Kevin Puntillo
Il dipendente che “fa sesso” in orario di lavoro è licenziabile perché viola i doveri fondamentali connessi al rapporto di lavoro e può mettere in pericolo la sicurezza dell’impianto.
La condotta “sessualmente attiva”, durante l’orario di lavoro, di un dipendente è sanzionabile con il licenziamento in quanto denota una scarsa inclinazione ad attuare diligentemente gli obblighi assunti ed è suscettibile di scuotere la fiducia del datore di lavoro nel corretto adempimento della prestazione.
Un esempio in cui la giurisprudenza ha ritenuto “incrinato” il rapporto di fiducia in considerazione delle mansioni svolte e della realtà aziendale, al punto di legittimare il licenziamento del lavoratore, è stato esaminato da Cass. 3 novembre 2014, n. 23378: i giudici hanno ritenuto legittimo “il licenziamento per giusta causa del lavoratore che, nel normale orario di lavoro, non presenziava la sua postazione lavorativa presso il banco ‘agenti di stazione’, senza avere richiesto la preventiva autorizzazione, e veniva sorpreso da una utente, nel locale in uso alla ditta di pulizie, impegnato in un atto sessuale con una donna”.
Secondo la Corte, “tale condotta costituiva una violazione dei doveri fondamentali connessi al rapporto di lavoro e un comportamento manifestamente contrario agli interessi dell’impresa, soprattutto tenendo presente che il dipendente, con la propria azione, aveva creato un notevole pericolo per la sicurezza, poiché le sue mansioni erano di particolare responsabilità per la gestione della sicurezza dell’impianto, essendo lui l’unico agente di stazione”.

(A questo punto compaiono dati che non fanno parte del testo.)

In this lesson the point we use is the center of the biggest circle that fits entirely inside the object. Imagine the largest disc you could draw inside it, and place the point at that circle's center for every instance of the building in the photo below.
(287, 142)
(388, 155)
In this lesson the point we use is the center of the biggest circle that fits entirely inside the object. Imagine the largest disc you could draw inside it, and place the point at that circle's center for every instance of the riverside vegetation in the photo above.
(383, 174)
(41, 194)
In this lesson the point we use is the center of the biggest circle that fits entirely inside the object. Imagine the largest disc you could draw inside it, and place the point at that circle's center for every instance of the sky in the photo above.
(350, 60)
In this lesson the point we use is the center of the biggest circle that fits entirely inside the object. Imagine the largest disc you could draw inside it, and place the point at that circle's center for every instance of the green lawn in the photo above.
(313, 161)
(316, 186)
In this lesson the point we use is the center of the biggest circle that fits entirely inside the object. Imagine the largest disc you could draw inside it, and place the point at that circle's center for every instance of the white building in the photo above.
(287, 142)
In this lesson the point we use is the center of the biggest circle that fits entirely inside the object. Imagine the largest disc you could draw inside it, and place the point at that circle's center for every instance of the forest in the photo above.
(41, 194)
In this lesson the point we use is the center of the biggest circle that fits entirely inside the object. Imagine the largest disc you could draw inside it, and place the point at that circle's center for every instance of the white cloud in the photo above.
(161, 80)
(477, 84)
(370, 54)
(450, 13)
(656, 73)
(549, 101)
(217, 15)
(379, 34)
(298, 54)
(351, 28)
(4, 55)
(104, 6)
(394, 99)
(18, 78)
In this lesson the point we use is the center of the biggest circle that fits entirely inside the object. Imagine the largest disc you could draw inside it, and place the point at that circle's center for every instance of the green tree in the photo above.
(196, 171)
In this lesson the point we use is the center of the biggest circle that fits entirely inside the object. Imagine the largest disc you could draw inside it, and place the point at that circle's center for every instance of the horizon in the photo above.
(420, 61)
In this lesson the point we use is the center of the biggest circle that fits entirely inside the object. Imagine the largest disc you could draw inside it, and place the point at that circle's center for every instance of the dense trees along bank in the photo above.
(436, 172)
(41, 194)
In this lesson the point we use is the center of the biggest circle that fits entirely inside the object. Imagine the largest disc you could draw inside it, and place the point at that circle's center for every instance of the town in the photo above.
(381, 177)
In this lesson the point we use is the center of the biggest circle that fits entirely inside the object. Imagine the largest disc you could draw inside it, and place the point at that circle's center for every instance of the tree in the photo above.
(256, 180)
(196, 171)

Nello specifico, secondo i giudici, il lavoratore ha compiuto “un atto contrario ai doveri del servizio e con pericolo per la sicurezza”, realizzando una violazione dei doveri fondamentali connessi al rapporto di lavoro (in particolare, dei precetti che derivano dall’obbligo generale di diligenza), unitamente ad un comportamento manifestamente contrario agli interessi dell’impresa.